Project Summary
Cardiovascular disease (CVD) accounts for the largest proportion of mortality and morbidity worldwide. While a
strong body of evidence supports a role for long-term air pollution exposure in CVD among adults, relatively
little is known about how air pollution exposures may affect the development of subclinical atherogenesis in
younger populations. Early markers of these pathogenic processes, including carotid artery intima-media
thickness (CIMT), arterial stiffening (CAS), and arterial wall composition as measured by echogenicity, may
provide insight into different facets of the beginnings of disease. The lack of longitudinal studies with repeated
characterization of measures of subclinical atherosclerosis in younger populations is a major gap in the field
and it is unclear whether early life exposures to air pollutants may impact the progression of carotid
atherosclerosis from childhood into adulthood. We hypothesize that ambient and traffic-related air pollutant
exposures may influence the development of adverse subclinical cardiovascular phenotypes, indicated by
carotid atherosclerosis progression, as children grow into early adulthood.

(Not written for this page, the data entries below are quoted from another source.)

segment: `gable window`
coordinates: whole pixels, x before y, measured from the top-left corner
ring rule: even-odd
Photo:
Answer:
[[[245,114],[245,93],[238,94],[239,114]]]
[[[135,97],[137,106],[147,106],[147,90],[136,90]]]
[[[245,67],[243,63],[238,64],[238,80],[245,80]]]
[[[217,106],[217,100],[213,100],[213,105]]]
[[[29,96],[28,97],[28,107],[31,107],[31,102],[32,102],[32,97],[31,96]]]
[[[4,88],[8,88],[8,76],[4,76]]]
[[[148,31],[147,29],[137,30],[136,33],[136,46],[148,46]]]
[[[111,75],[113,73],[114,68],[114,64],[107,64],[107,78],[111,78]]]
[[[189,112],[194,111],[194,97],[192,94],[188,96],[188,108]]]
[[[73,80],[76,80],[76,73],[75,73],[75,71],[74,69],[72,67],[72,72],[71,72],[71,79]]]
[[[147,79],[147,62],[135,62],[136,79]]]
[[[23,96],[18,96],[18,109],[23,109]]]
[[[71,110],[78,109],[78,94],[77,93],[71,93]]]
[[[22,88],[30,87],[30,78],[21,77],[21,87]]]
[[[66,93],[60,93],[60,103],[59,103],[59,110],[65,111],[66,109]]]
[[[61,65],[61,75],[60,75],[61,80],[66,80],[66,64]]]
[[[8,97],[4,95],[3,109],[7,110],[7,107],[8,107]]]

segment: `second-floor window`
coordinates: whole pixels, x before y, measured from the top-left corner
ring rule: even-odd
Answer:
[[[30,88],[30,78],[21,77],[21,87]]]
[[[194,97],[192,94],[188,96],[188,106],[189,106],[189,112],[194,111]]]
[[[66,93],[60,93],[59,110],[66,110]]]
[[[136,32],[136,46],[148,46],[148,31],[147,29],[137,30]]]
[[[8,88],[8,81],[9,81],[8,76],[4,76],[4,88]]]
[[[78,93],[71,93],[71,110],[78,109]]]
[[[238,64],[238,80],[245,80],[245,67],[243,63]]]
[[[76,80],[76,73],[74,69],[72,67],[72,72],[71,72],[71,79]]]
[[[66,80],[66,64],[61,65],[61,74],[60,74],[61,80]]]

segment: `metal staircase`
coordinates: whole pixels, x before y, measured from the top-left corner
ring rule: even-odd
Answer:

We will test this hypothesis within
the Southern California Children's Health Study (CHS), one of the largest and most comprehensive
investigations of the long-term effects of air pollution on children's health. Carotid artery ultrasounds were
performed on a subset of CHS children at age 10, providing an early measure of subclinical atherosclerosis. As
these participants now approach early adulthood (~21-23 years), we are uniquely poised to address the
question of whether lifetime air pollution exposures are associated with changes in atherosclerosis markers
from childhood into early adulthood. Using childhood carotid artery ultrasound images as a baseline measure,
we propose to leverage ongoing follow-up of CHS participants to obtain a repeat assessment of subclinical
atherosclerosis measures (CIMT and CAS), and calculate carotid echogenicity (GSM), a novel metric of arterial
wall composition, from baseline and follow-up ultrasound images. We will evaluate the effects of residential
ambient and traffic-related air pollutants on changes in these measures of subclinical atherosclerosis over
time, as well as attained level of atherosclerosis in early adulthood. We will also evaluate the relation between
air pollution exposure and biomarkers of cardiometabolic dysfunction (glucose, lipids, HbA1c), to begin to
investigate potential mechanisms underlying early atherosclerosis. This novel study will fill a critical gap in our
knowledge of subclinical atherosclerosis in children over time and investigate the impact of lifetime air pollution
exposure on early phases of disease progression.